Gazetecilik etiğini ayaklar altına alan Küçükkaya'nın 'alnımızın akıyla' diye bir etiket başlatması ama bu karanlık işe dahil olmak istemeyen izleyicilerinden bile destek alamaması tek ümit verici noktaydı.
'Demokrasi şöleni' olacağı sözü verilen bir canlı yayındı. Halktan gizli, kapalı kapılar ardında iş çevirdikleri ortaya çıktı.
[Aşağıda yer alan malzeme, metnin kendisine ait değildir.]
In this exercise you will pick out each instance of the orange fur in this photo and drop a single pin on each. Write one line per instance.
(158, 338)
Binali Yıldırım 'gayriahlaki' bulduğunu söylemekle yetindi. Zira bundan fazlasını deseydi, CHP adayı yine mağdur olup ağlayacak bir nokta bulurdu. "Bana çay getireni sürdüler, beni çeken kameramanları kovdular" gibi açıkça yalan söylemekten çekinmeyen bir mitomanı, hâlâ mağdur sanan bir kitlesi var çünkü.
Ne olursa olsun, hakikatte ısrar edip karar verelim:
Pazar günü, İzmir'i lağım kokutanlar ile 25 yıl önce "iflah olmaz" denilen Haliç'i tertemiz yapanlar arasındaki bir karar vereceğiz.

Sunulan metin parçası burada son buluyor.